En la oficina de turismo de Fredericton, Nuevo Brunswick, no esperaban ver a un turista, y
menos a una familia de turistas. Sobrepuestos de la sorpresa han empezado a
desvelar las mejores prendas de la ciudad. En realidad, si no fuera por la muy grata colección de arte que atesora el Beaverbrook Museum –entre los que figura Santiago el Grande, un Dalí colosal y curiosísimo de tres metros por cuatro–, ni el más cumplidor de los turistas podría
evitar los bostezos al pasear por una villa de
no más de 30.000 habitantes a orillas del río Saint John. No sé por qué estaba yo
bajo la impresión de que las dimensiones, siendo pequeñas, serían más grandes,
y el relieve cultural, algo mayor. Casi me he sentido culpable de arrastrar a
la familia a este viaje por las provincias marítimas de Canadá, emprendido más
por sentido del deber que por arrebato viajero. Nuevo Brunswick, Nueva Escocia
y la Isla del Príncipe Eduardo son las tres provincias escoradas al este del
país, tras la inmensa cuña de Quebec. Si éste se hubiera independizado habrían
quedado tan apartadas del resto del país que alguien llegó a plantearse su
anexión a los lindantes Estados de Nueva Inglaterra. Son también las provincias
pobres, las have-not, las
que no duermen bajo océanos tremendos de gas o petróleo. Leo que el 40% del
presupuesto de esta provincia de 130.000 habitantes proviene de Ottawa. No
esta, exenta, sin embargo, de interés para quien se interesa por los detalles y
un viaje es necesario si uno aspira a un conocimiento cabal de Canadá. Nuevo
Brunswick es, por lo pronto, la única provincia que consagra su bilingüismo en
la Constitución Federal del país y la de más ejemplar políticas de lenguas.

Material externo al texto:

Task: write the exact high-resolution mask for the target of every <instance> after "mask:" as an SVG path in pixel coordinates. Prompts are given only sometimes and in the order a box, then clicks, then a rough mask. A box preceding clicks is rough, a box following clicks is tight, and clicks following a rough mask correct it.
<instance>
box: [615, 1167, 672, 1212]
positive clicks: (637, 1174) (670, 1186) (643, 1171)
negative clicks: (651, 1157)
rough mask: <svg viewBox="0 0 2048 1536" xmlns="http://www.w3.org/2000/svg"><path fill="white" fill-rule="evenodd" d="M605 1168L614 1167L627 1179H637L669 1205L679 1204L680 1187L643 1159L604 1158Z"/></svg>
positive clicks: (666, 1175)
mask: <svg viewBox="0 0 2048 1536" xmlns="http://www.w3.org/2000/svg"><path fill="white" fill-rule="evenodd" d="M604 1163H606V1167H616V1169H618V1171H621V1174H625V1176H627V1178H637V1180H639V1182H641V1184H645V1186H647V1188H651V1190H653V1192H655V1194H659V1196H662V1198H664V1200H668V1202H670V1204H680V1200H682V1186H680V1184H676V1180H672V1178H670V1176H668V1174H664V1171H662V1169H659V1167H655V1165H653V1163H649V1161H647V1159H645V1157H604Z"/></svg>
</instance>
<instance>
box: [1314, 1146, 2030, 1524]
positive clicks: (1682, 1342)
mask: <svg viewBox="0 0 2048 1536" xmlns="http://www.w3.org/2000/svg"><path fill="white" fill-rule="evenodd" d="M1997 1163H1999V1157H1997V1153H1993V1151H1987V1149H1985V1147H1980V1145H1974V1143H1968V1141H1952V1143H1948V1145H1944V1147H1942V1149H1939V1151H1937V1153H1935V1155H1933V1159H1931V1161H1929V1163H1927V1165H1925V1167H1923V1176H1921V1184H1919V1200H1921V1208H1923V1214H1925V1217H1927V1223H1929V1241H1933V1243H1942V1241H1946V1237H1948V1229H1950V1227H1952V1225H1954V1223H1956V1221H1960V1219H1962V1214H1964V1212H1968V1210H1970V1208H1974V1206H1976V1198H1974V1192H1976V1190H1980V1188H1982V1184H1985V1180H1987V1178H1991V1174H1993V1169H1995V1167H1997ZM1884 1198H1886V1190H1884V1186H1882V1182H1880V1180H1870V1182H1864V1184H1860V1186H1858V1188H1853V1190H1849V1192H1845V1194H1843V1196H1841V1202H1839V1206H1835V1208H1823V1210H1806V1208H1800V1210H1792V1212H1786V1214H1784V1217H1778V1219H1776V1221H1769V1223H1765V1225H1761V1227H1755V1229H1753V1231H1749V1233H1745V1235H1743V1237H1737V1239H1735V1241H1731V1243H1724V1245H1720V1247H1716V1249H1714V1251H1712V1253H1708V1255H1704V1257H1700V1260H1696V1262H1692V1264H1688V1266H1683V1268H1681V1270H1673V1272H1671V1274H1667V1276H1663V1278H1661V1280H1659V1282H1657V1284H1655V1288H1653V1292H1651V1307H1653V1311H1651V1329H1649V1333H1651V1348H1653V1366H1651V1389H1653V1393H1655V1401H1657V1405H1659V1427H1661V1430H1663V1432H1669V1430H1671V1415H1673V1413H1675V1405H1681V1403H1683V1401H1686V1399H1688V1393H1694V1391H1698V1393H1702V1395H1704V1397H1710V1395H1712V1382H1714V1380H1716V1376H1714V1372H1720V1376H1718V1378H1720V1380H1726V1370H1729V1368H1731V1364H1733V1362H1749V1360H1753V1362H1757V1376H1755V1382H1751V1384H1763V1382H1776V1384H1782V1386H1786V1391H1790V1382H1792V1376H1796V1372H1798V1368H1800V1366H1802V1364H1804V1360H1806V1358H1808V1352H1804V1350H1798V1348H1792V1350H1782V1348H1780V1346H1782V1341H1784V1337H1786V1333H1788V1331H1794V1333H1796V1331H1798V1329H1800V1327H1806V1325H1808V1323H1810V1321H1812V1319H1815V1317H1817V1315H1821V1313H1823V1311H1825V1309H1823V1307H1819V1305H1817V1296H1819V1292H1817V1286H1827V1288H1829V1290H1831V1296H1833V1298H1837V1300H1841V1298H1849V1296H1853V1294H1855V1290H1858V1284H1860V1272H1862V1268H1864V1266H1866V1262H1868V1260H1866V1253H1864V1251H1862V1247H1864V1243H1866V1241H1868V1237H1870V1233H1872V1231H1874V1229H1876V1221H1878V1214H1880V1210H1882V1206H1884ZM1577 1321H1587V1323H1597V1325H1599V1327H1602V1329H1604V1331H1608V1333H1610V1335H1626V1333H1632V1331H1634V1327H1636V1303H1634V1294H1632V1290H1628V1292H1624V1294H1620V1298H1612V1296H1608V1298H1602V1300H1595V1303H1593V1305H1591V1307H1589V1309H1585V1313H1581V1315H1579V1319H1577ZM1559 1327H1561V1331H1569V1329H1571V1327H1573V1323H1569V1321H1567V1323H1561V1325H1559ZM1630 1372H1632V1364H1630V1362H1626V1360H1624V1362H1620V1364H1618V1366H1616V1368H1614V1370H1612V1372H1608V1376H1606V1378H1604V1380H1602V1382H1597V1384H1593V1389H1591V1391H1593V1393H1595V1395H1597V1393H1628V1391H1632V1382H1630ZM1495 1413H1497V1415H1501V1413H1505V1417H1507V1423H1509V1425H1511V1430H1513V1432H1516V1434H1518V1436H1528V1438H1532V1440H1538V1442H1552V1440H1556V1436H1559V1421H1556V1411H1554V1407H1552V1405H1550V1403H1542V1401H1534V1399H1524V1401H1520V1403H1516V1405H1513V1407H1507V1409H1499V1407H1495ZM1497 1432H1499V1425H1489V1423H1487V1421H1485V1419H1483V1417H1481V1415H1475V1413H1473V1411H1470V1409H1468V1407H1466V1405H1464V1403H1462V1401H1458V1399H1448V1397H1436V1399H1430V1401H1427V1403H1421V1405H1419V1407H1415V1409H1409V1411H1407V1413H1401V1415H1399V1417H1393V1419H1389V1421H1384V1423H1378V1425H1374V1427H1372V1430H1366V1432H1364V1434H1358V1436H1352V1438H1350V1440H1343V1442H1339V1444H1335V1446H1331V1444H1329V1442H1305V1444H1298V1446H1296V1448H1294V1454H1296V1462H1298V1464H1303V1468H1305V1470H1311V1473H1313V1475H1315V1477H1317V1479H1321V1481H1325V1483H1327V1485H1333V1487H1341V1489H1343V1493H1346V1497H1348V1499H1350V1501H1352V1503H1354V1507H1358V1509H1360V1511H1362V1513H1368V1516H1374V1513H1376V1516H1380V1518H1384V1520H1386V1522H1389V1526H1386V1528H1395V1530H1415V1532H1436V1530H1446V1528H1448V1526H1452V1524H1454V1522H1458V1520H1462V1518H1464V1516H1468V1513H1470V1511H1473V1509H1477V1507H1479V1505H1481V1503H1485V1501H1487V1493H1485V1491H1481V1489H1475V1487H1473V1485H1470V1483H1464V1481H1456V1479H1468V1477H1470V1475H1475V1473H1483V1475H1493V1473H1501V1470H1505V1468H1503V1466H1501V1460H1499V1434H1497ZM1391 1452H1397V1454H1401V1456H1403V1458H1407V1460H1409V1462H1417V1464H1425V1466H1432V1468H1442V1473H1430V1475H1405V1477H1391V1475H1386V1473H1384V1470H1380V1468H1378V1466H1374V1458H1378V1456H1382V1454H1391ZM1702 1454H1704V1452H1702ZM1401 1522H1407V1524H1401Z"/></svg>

Toda la rotulación y la cartelería está en inglés y francés. La presencia de este último
se debe a que, como Quebec, formó parte en su tiempo de la Nueva Francia, que
cayó del lado británico al albur de las guerras coloniales del siglo xviii. La
Acadia lo llamaban, de la que hablaremos más adelante. Bajemos ahora por la scenic route que sigue la cuenca del río
Saint John hasta la ciudad, un poco más populosa e industrial, del mismo
nombre, en la que no pararemos, para seguir camino recto a Saint Andrews, justo
en la frontera con Maine. Ahí pasaremos tres noches. Llegamos al caer la tarde y
su estampa de pueblo vacacional y pintoresco no traiciona, a primera vista,
nuestras expectativas. Nos encontramos con la deferente sorpresa de una subida
de categoría en la habitación, cortesía del hotel.